For that, I am sorry.
I am sorry I did not, as a young person, dig further into the information I was being given and verify it to find the truth.
I am sorry I did not deliver that truth on the doorstep and over cups of tea.
I am sorry that I did not know about and therefore could not take steps to argue against the ruling of the UK by a committee of grey Eurocrats in a room in Brussels.
I’m sorry that I did not find out that a Europe without borders would mean that everyone’s personal security is compromised, that organised crime, a domestic problem that was, generally, relatively gentlemanly and with defined rules and targets, would be taken over by Baltic gangs with no morals or boundaries and with little or no respect for the lives and livelihoods of those around them. London’s gangs were brutal but they tended to function in their own “underworld” not within the world the rest of us inhabit.
I’m sorry that I did not find out that criminals with non-UK origin cannot be regarded as “foreign” and deported because now they hold European Passports and because European Courts tell us who we can and cannot allow to remain in our own country.
I’m sorry that I did not learn that we would see our farmers putting shotguns into their mouths because funding that could have helped their businesses survive was side-lined for the EU’s Common Agricultural Policy.
I’m sorry that I did not learn that the fishing fleets that fed the families of dozens of ports around the UK would be more than decimated under the Common Fisheries Policy that leads to “foreign” ships in British territorial waters while our own fishermen are required to dump edible fish including some that would, if landed, command a premium price, over the side due to quotas imposed by those same Eurocrats.
I’m sorry that I did not learn that the Germans would make domestic policy and then demand that other EU members adopt it, under the guise of “taking their fare share” as has happened in relation to illegal migration from the Middle East.
I’m sorry that I did not find out that, when a UK industry or even a substantial company gets into trouble, or if funding a project would have strategic benefits, the EU would be able to say “you can’t support that unless we say so.”
I’m sorry that I didn’t find out, and tell people, that the EU would be able to compel UK governments to award contracts to non-UK companies so preventing the effective support of e.g. the UK motor industry, which is bizarre given that, in France and Germany, almost all government cars are manufactured in those countries: when did you last see a French police car made in the UK? Insanely, it’s easier to prefer bidders from outside the EU than to prefer bidders from within the UK. How is that in our national interest?
If the EU had remained as the Common Market we were told it was, it would have been great.
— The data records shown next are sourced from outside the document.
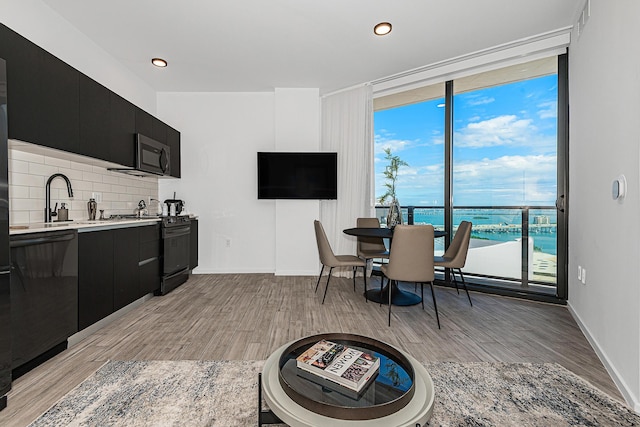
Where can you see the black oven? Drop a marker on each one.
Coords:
(152, 156)
(176, 232)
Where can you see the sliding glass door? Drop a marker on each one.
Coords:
(489, 150)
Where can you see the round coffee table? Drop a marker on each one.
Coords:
(401, 394)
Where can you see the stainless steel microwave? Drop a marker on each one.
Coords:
(152, 156)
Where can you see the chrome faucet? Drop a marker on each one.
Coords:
(48, 213)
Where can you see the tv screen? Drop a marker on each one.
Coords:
(297, 175)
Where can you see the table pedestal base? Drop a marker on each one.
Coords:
(398, 296)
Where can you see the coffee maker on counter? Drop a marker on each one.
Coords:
(173, 206)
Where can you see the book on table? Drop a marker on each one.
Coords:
(344, 365)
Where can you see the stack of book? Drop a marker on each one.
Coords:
(340, 364)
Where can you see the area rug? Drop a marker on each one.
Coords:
(224, 393)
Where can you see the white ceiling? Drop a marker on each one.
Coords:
(258, 45)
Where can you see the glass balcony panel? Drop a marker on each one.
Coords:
(543, 233)
(495, 248)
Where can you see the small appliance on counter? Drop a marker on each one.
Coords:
(92, 208)
(175, 206)
(63, 213)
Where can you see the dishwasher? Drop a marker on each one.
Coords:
(44, 296)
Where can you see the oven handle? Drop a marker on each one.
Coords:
(168, 233)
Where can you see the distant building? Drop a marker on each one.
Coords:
(541, 220)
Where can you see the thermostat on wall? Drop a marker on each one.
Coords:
(619, 187)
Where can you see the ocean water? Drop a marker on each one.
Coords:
(500, 225)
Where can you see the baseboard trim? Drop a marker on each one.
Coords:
(624, 389)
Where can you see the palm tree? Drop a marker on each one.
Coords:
(391, 175)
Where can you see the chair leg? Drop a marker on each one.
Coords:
(464, 285)
(433, 295)
(327, 287)
(318, 283)
(364, 270)
(455, 282)
(354, 277)
(389, 286)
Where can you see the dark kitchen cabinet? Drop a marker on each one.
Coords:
(58, 105)
(193, 245)
(144, 122)
(23, 74)
(158, 130)
(173, 140)
(95, 277)
(122, 128)
(149, 259)
(95, 110)
(115, 268)
(54, 105)
(125, 273)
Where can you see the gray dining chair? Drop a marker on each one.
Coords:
(371, 248)
(411, 260)
(329, 259)
(455, 256)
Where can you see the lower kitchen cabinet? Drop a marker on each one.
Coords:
(125, 272)
(149, 259)
(116, 267)
(95, 276)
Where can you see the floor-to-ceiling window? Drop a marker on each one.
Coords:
(498, 166)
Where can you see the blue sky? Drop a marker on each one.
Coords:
(504, 146)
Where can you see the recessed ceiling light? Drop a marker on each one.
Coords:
(159, 62)
(382, 29)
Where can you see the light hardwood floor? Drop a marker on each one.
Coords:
(247, 316)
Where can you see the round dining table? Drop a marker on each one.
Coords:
(398, 296)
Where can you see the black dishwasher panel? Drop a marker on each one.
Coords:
(44, 294)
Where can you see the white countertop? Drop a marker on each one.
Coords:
(80, 225)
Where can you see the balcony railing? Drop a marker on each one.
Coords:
(512, 243)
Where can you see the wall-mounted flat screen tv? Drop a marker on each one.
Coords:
(298, 175)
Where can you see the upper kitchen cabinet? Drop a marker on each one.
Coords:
(23, 72)
(173, 140)
(54, 105)
(58, 105)
(123, 129)
(95, 102)
(144, 122)
(42, 94)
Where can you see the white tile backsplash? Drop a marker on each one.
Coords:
(28, 173)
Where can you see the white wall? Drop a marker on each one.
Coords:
(221, 134)
(604, 83)
(297, 125)
(36, 21)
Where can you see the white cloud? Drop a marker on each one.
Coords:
(499, 131)
(506, 180)
(548, 110)
(480, 101)
(384, 140)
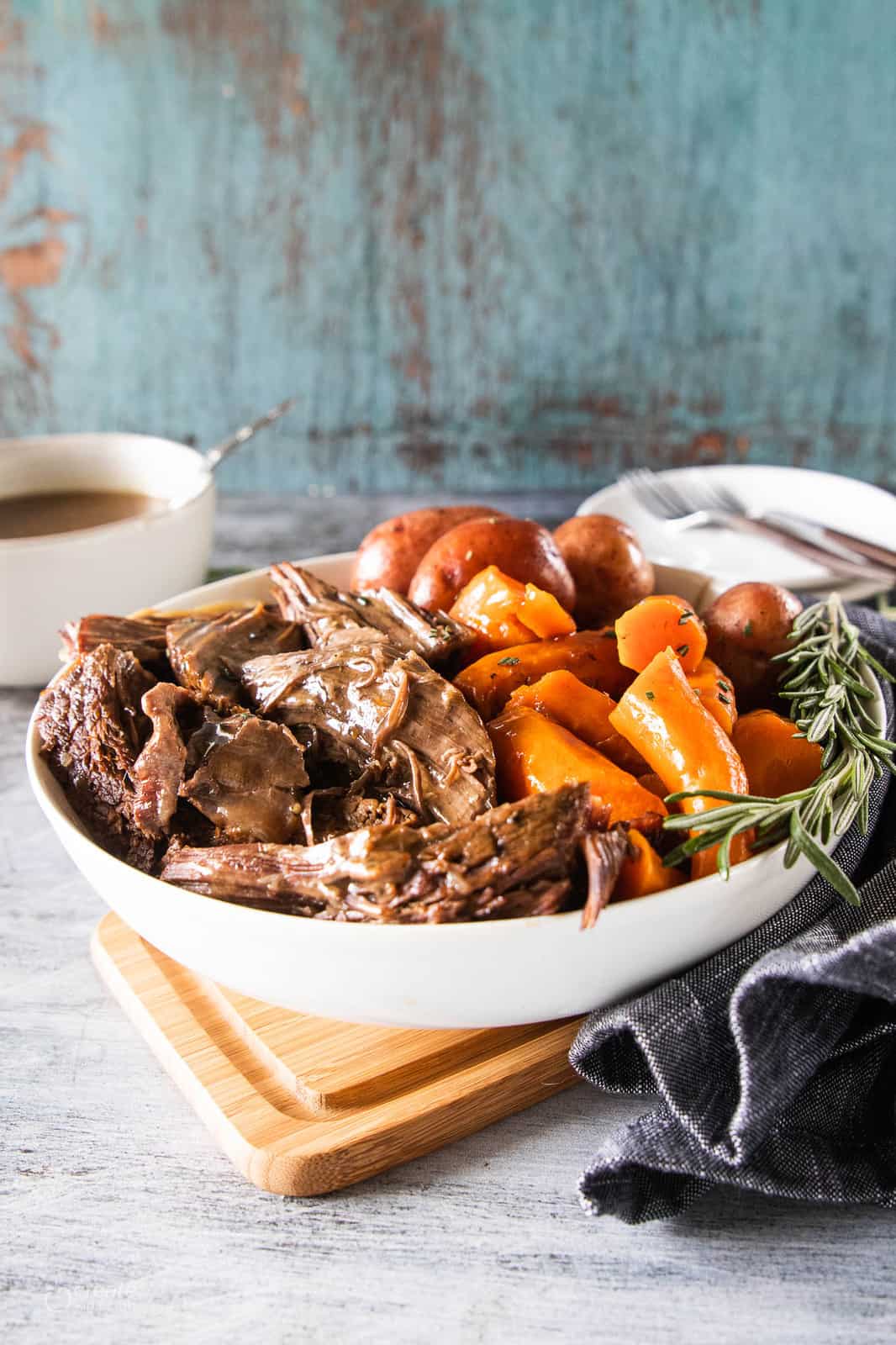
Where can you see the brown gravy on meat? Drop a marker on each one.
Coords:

A Common Market is an excellent idea. Common standards for products is an excellent idea. A common currency is a great idea – but it should be a parallel currency. States should remain in control of their own economies.
Political union is a wonderful idea, on paper. Then again, so are Marxism, Maoism and a raft of other -isms. In the real world, they don’t work, they cause immense harm to many millions for the benefit of very few.
But the UK should have realised that it had the opportunity to create its own common market, one which spanned the globe, one which, internally, is entirely self-sufficient and where skills transfer can do more good than wealth transfer. The UK should leave the EU. It should cherry pick those parts it wants to interact with and leave the rest.